Сейчас я смотрел на звезды, на солнца, которые так далеки, что планеты, вращающиеся вокруг них, неразличимы, хотя иные из них, должно быть, больше, чем Серенус, и на вихри звезд, такие далекие, что целые миллиарды кажутся одной-единственной звездочкой. Я поразился, вспомнив, что всего этого было мало моему честолюбию, и задумался, стало ли больше честолюбие (хотя мисты утверждают, что и ему есть пределы) или же вырос я сам.
Во-вторых – тоже, наверно, не соображение, а всего лишь позыв и непреодолимое желание: я хотел взобраться на самый верх. В свое оправдание я мог бы сослаться на мысль, что такой шанс может больше не представиться и что мое высокое положение не позволяет мне остановиться там, куда простые моряки забираются всякий раз, когда к этому их обязывает работа. Все это – лишь рационалистические объяснения, но сама попытка содержала в себе нечто величественное. На протяжении долгих лет я не знал радости ни в чем, кроме побед, а сейчас я снова чувствовал себя мальчишкой. Когда я захотел взобраться на Башню Величия, мне и в голову не пришло, что Башня Величия сама может пожелать вскарабкаться на небо; теперь я стал опытнее. Этот корабль поднимался за пределы неба, и я хотел подняться вместе с ним.
Чем выше я взбирался, тем легче и опаснее становился мой подъем. Я полностью лишился веса. Раз за разом я прыгал, хватался за какую-нибудь перекладину или трос, вставал на него и прыгал снова.
После дюжины таких прыжков мне вдруг пришло в голову, что нет нужды останавливаться, пока я не окажусь на самой верхушке мачты, что я могу добраться туда одним прыжком, если только не прерывать полет. Тогда я метнулся, как ракета в праздник Летнего Солнцестояния; мне нетрудно было вообразить себе их свист и хвосты красных или голубых искр.

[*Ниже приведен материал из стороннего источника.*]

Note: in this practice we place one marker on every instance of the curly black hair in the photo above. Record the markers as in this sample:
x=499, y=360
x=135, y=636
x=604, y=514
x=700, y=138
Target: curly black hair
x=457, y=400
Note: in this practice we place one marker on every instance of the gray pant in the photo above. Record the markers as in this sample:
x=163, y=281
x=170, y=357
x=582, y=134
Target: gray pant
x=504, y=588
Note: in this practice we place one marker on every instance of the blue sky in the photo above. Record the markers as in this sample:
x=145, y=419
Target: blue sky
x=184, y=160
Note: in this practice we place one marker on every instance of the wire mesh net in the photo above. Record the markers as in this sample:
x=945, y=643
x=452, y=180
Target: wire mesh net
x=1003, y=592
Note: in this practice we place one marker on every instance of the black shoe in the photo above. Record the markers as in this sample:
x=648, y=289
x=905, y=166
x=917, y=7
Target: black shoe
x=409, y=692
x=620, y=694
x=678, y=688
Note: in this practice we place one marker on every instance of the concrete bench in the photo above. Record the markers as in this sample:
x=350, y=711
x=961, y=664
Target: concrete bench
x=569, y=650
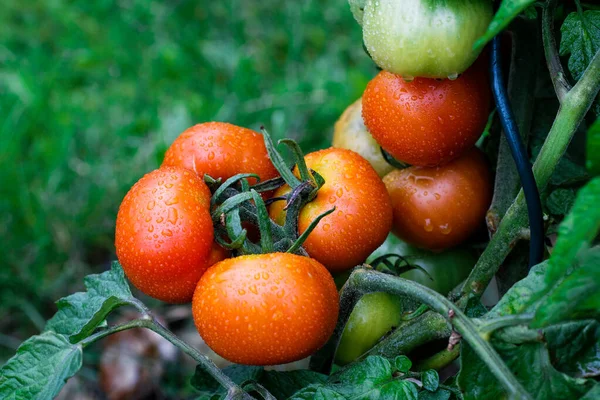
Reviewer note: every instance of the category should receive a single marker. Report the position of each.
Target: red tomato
(439, 207)
(427, 121)
(266, 309)
(363, 214)
(221, 150)
(164, 233)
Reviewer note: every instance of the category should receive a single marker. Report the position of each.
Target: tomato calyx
(239, 210)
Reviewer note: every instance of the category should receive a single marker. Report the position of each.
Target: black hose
(519, 153)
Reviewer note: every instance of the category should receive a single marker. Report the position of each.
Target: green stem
(438, 360)
(489, 327)
(521, 89)
(575, 105)
(151, 323)
(372, 281)
(557, 73)
(411, 334)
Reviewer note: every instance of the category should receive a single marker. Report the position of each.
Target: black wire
(519, 153)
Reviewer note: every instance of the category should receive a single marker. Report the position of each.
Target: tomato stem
(557, 73)
(570, 114)
(149, 322)
(364, 280)
(521, 159)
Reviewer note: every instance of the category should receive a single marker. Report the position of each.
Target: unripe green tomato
(426, 38)
(447, 269)
(374, 315)
(351, 133)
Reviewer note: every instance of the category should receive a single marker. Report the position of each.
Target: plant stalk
(373, 281)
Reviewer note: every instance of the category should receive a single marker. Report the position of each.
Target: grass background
(93, 92)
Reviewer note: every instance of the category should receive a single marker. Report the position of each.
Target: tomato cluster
(255, 302)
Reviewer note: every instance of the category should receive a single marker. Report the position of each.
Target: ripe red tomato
(363, 214)
(426, 121)
(439, 207)
(220, 150)
(164, 233)
(266, 309)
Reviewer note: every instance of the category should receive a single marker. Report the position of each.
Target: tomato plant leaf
(593, 394)
(439, 395)
(430, 380)
(530, 363)
(40, 368)
(80, 313)
(593, 149)
(317, 392)
(402, 363)
(559, 202)
(517, 299)
(580, 38)
(575, 348)
(285, 383)
(575, 233)
(576, 297)
(508, 10)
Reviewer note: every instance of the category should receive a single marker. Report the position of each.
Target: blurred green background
(93, 92)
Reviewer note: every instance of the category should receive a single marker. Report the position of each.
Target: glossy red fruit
(363, 215)
(221, 150)
(439, 207)
(266, 309)
(427, 122)
(164, 233)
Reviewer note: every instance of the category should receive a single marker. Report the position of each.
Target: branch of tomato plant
(557, 72)
(521, 89)
(148, 321)
(363, 280)
(570, 114)
(438, 360)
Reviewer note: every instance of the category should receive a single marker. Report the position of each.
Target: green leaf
(517, 299)
(508, 10)
(593, 394)
(568, 173)
(531, 365)
(431, 380)
(284, 384)
(575, 348)
(80, 313)
(575, 233)
(576, 297)
(560, 201)
(40, 368)
(317, 393)
(441, 394)
(581, 39)
(402, 363)
(593, 149)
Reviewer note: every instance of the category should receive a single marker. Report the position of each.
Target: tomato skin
(164, 233)
(351, 133)
(221, 150)
(427, 122)
(363, 214)
(266, 309)
(374, 315)
(446, 269)
(426, 38)
(439, 207)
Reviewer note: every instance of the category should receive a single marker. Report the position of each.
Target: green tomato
(374, 315)
(446, 269)
(351, 133)
(426, 38)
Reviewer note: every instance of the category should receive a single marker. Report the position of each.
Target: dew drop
(428, 225)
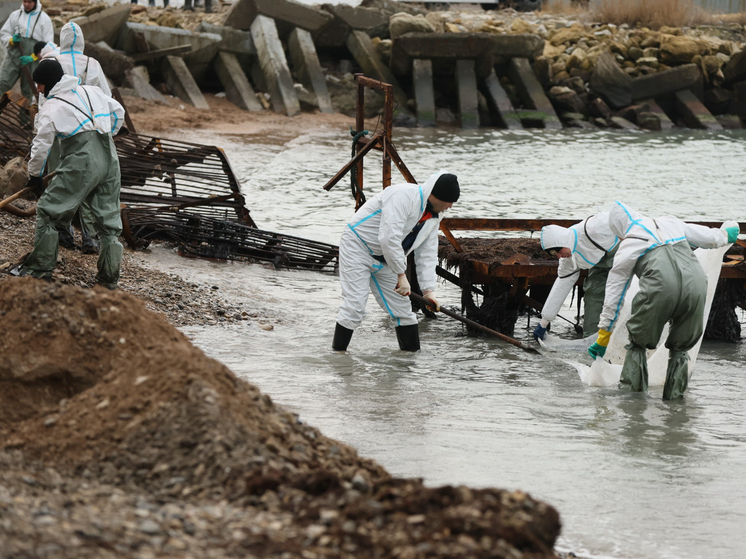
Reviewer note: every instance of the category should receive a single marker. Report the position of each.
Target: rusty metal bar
(359, 127)
(357, 160)
(127, 120)
(388, 118)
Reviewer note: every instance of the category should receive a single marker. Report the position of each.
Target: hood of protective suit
(66, 83)
(71, 38)
(37, 8)
(554, 236)
(427, 188)
(622, 218)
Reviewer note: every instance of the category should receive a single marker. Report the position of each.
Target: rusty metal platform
(488, 261)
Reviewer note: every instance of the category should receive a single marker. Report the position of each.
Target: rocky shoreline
(120, 438)
(463, 66)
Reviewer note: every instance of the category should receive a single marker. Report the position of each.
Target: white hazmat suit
(590, 241)
(371, 256)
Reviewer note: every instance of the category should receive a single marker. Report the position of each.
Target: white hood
(554, 236)
(71, 38)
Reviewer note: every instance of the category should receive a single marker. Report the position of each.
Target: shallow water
(632, 476)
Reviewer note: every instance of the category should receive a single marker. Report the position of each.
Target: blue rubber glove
(598, 348)
(539, 332)
(732, 234)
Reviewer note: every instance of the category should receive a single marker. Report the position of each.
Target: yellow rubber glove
(430, 295)
(598, 348)
(402, 286)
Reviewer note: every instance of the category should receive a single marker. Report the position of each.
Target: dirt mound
(97, 387)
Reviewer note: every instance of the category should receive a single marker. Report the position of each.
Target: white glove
(430, 295)
(402, 286)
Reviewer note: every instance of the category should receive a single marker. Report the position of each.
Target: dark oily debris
(183, 303)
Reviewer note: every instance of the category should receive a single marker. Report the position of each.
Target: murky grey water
(632, 476)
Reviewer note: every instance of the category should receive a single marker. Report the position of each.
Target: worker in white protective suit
(75, 63)
(373, 250)
(673, 287)
(82, 120)
(588, 245)
(21, 31)
(89, 72)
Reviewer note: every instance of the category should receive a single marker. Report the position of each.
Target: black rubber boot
(342, 337)
(67, 239)
(409, 337)
(88, 244)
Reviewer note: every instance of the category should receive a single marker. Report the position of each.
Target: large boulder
(610, 82)
(403, 23)
(568, 35)
(678, 50)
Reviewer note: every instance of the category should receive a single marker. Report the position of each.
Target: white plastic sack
(607, 372)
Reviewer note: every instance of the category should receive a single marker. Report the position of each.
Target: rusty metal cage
(205, 237)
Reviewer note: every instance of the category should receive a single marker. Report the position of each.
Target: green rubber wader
(86, 216)
(594, 289)
(88, 172)
(10, 69)
(673, 287)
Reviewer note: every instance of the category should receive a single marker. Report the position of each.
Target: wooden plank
(160, 53)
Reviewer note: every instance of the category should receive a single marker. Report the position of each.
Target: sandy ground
(154, 118)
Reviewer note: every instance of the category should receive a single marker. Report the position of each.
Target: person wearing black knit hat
(79, 120)
(20, 33)
(402, 219)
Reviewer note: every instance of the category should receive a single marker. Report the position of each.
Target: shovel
(475, 325)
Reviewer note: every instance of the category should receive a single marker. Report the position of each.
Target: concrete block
(139, 81)
(422, 77)
(532, 94)
(237, 87)
(307, 67)
(451, 46)
(334, 34)
(182, 84)
(361, 47)
(205, 46)
(498, 99)
(735, 70)
(653, 107)
(521, 45)
(466, 83)
(694, 113)
(664, 83)
(373, 21)
(274, 66)
(243, 13)
(105, 25)
(233, 40)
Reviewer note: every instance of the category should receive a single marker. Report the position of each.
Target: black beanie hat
(446, 188)
(38, 46)
(48, 72)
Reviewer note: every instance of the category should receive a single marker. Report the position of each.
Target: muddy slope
(105, 407)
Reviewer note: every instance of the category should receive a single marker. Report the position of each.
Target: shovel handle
(475, 325)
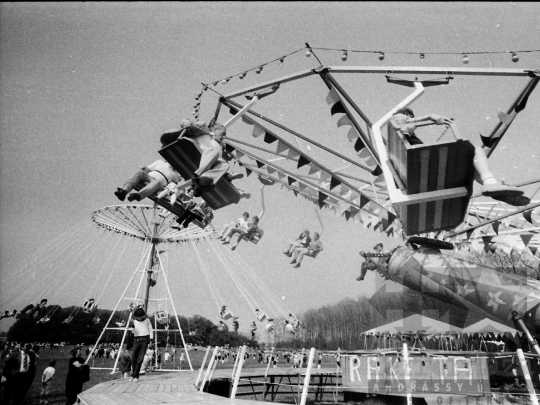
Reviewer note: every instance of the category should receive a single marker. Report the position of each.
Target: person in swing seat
(313, 248)
(252, 228)
(302, 241)
(240, 223)
(371, 263)
(155, 177)
(405, 122)
(214, 159)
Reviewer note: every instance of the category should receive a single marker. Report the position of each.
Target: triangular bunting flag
(258, 131)
(322, 196)
(377, 172)
(332, 97)
(337, 109)
(344, 121)
(359, 145)
(282, 148)
(292, 154)
(302, 161)
(334, 183)
(526, 238)
(314, 169)
(363, 201)
(269, 138)
(290, 180)
(352, 135)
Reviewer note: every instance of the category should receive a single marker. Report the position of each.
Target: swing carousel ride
(422, 194)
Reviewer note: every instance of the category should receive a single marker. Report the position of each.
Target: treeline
(341, 325)
(83, 329)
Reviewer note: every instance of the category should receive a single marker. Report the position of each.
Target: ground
(98, 376)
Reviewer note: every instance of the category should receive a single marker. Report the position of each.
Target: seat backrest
(430, 167)
(185, 155)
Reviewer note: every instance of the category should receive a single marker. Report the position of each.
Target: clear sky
(86, 89)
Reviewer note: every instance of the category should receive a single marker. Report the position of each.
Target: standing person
(182, 358)
(17, 372)
(46, 382)
(314, 247)
(302, 241)
(74, 382)
(142, 330)
(124, 360)
(158, 358)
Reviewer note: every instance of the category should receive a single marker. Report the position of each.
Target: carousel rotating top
(145, 223)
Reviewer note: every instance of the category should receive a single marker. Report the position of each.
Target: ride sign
(429, 374)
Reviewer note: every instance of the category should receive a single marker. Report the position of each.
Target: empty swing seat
(436, 178)
(184, 155)
(162, 317)
(256, 237)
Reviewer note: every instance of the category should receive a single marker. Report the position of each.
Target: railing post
(527, 375)
(209, 369)
(236, 363)
(238, 371)
(202, 366)
(407, 373)
(308, 376)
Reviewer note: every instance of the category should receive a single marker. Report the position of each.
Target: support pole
(202, 365)
(407, 373)
(532, 341)
(209, 369)
(239, 371)
(307, 377)
(527, 375)
(90, 356)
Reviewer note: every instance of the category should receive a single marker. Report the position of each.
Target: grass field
(98, 376)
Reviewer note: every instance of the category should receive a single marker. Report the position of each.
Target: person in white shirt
(240, 223)
(46, 382)
(212, 165)
(142, 331)
(155, 177)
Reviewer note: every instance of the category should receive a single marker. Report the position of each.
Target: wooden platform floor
(175, 388)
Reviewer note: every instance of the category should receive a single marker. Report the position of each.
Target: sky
(86, 89)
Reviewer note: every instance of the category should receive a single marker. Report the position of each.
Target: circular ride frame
(144, 223)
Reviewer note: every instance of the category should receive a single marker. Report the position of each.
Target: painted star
(494, 300)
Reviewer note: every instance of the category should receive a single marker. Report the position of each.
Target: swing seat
(184, 155)
(162, 317)
(179, 206)
(435, 181)
(313, 253)
(256, 237)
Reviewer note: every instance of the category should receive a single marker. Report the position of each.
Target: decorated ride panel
(185, 155)
(431, 167)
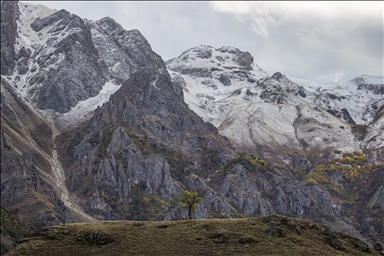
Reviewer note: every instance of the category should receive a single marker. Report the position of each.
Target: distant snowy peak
(215, 72)
(64, 65)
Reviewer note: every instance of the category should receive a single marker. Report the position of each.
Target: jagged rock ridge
(140, 145)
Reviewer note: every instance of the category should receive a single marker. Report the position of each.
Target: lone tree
(189, 201)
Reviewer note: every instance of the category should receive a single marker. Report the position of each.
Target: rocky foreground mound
(273, 235)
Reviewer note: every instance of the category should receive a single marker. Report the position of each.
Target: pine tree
(190, 201)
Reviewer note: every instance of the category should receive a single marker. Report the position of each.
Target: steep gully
(57, 179)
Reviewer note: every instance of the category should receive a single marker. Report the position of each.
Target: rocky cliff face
(98, 125)
(9, 15)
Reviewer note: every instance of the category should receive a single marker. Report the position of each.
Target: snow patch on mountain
(254, 109)
(84, 109)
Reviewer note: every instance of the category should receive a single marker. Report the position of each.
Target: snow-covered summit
(257, 110)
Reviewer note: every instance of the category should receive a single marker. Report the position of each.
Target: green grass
(188, 237)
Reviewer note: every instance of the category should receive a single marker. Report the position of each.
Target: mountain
(277, 115)
(96, 126)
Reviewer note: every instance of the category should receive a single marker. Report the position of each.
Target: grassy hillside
(272, 235)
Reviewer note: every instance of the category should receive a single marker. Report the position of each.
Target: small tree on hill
(190, 201)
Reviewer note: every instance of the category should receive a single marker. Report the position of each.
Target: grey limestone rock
(241, 190)
(112, 179)
(100, 209)
(9, 15)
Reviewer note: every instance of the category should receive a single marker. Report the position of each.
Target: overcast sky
(318, 41)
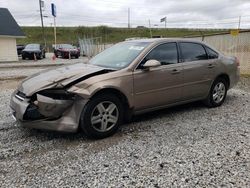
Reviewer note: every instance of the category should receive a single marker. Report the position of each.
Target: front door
(197, 70)
(161, 85)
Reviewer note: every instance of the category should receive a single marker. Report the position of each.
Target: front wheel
(101, 116)
(218, 93)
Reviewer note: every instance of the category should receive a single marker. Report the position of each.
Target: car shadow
(44, 135)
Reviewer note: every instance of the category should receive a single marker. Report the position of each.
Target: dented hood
(57, 77)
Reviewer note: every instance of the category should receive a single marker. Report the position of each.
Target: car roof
(159, 40)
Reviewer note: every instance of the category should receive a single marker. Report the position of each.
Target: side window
(164, 53)
(192, 52)
(211, 53)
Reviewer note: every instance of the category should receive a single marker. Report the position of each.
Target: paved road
(185, 146)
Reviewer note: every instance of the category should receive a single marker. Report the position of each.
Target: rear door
(197, 70)
(160, 85)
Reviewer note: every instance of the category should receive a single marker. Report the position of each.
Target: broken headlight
(57, 94)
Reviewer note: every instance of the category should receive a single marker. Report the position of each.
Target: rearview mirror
(151, 63)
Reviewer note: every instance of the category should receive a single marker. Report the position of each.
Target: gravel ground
(185, 146)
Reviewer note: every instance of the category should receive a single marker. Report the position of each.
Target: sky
(179, 13)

Паруса и тросы проносились мимо меня бесконечной чередой. В какой-то миг мне привиделось что-то золотое с малиновыми прожилками, словно бы висящее между двух парусов; спустя некоторое время я решил, что это либо какой-то инструмент, помещенный поближе к звездам, или же этот предмет был забыт на палубе, пока какая-нибудь незначительная перемена курса не позволила ему уплыть прочь.
А я все летел вверх.
Показался грот. Я потянулся к фалу. Здесь они были немногим толще моего пальца, хотя каждый парус мог бы покрыть десяток полей.
Я промахнулся и не смог достать до фала. Мимо промелькнул другой.
И еще один – по меньшей мере в трех кубитах от моей руки.
Я попытался извернуться, как пловец, но смог лишь поднять колено. Сверкающие тросы снастей были широко разведены друг от друга даже внизу, где на одной этой мачте их насчитывалось больше сотни. Теперь передо мной не оставалось ничего, кроме облака стартопа. Я чиркнул по нему пальцами, но не смог ухватиться.